# On Behalf Of Daoriginaldiva..



## Bklynqueen (Sep 17, 2015)

Hello, my sister @daoriginaldiva has paid for her subscription and is only able to view A few forums but is not able to post or access the remaining forums on this site.  Please resolve as soon as you can, I know there are others experiencing the same issue.

Thank you!


----------



## brooklyngal73 (Sep 18, 2015)

I thought that this issue was resolved weeks ago--smh.


----------



## beverly (Sep 19, 2015)

beverly said:


> @brooklyngal73  it has been resolved weeks ago, the issue that she had with her account was something unrelated.



@brooklyngal73

The issue was fixed on September 5th as I stated almost 2 weeks ago. Daoriginaldiva had an issue with her account because of something else.
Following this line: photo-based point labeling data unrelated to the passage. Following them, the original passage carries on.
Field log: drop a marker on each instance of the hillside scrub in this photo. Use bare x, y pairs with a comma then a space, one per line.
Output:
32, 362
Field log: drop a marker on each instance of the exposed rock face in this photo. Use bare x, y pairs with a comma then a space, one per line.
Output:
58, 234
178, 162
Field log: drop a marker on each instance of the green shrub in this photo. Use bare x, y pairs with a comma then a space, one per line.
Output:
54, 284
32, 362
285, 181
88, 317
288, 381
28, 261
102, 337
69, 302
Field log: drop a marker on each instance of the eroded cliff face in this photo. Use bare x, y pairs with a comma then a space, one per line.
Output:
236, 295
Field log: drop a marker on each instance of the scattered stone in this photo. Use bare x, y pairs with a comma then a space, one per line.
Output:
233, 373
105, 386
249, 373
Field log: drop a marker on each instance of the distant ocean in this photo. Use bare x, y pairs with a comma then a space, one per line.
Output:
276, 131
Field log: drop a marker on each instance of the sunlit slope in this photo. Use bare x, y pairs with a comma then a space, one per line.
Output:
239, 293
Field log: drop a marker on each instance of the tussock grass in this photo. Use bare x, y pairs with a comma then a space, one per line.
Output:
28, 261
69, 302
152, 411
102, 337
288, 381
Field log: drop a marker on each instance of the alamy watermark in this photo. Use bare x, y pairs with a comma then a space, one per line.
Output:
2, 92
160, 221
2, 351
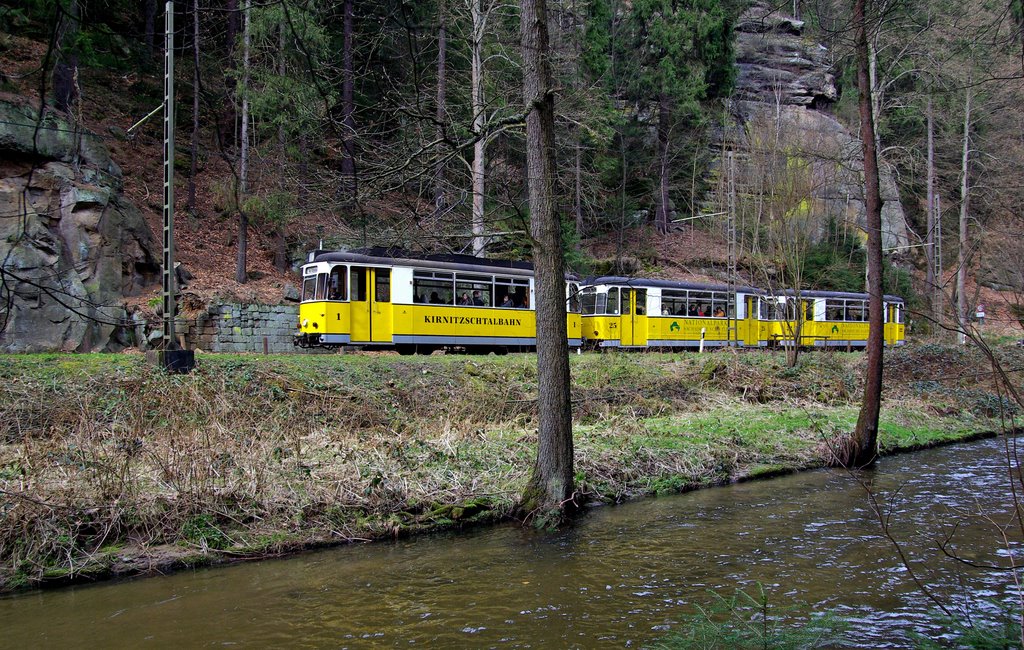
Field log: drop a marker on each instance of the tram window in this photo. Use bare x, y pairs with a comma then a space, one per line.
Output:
473, 291
771, 309
700, 302
433, 288
834, 310
358, 284
674, 303
337, 287
572, 302
309, 289
382, 289
720, 304
855, 310
612, 304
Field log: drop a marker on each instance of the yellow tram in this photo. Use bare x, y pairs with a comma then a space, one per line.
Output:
372, 299
637, 313
830, 318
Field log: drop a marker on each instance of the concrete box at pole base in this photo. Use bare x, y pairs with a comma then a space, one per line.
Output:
174, 361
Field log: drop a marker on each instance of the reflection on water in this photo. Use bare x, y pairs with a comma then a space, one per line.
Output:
620, 578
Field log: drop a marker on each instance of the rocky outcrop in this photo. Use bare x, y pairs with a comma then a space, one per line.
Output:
72, 247
784, 90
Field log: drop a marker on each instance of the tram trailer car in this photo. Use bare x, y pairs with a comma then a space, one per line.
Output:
638, 313
630, 312
370, 299
830, 318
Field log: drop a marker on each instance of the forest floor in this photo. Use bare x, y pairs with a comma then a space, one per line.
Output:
108, 468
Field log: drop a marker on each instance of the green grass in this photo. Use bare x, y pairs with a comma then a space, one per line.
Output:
108, 459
Here are some members that you can send a private message to for reference to check whether or not the automatic update feature is working again. The members below renewed within the past 2 weeks and they had access immediately after they renewed.  I see  that you are very concerned as to whether or not I am stating factual information, so there you go.


zora
sunshine91496
tyboogie
whiteoleander91
prettymahogany
brownbetty


----------



## daoriginaldiva (Sep 20, 2015)

beverly said:


> @brooklyngal73
> 
> The issue was fixed on September 5th as I stated almost 2 weeks ago. Daoriginaldiva had an issue with her account because of something else.
> 
> ...



Thanks so much, Beverly!  I'm going to PM you.


----------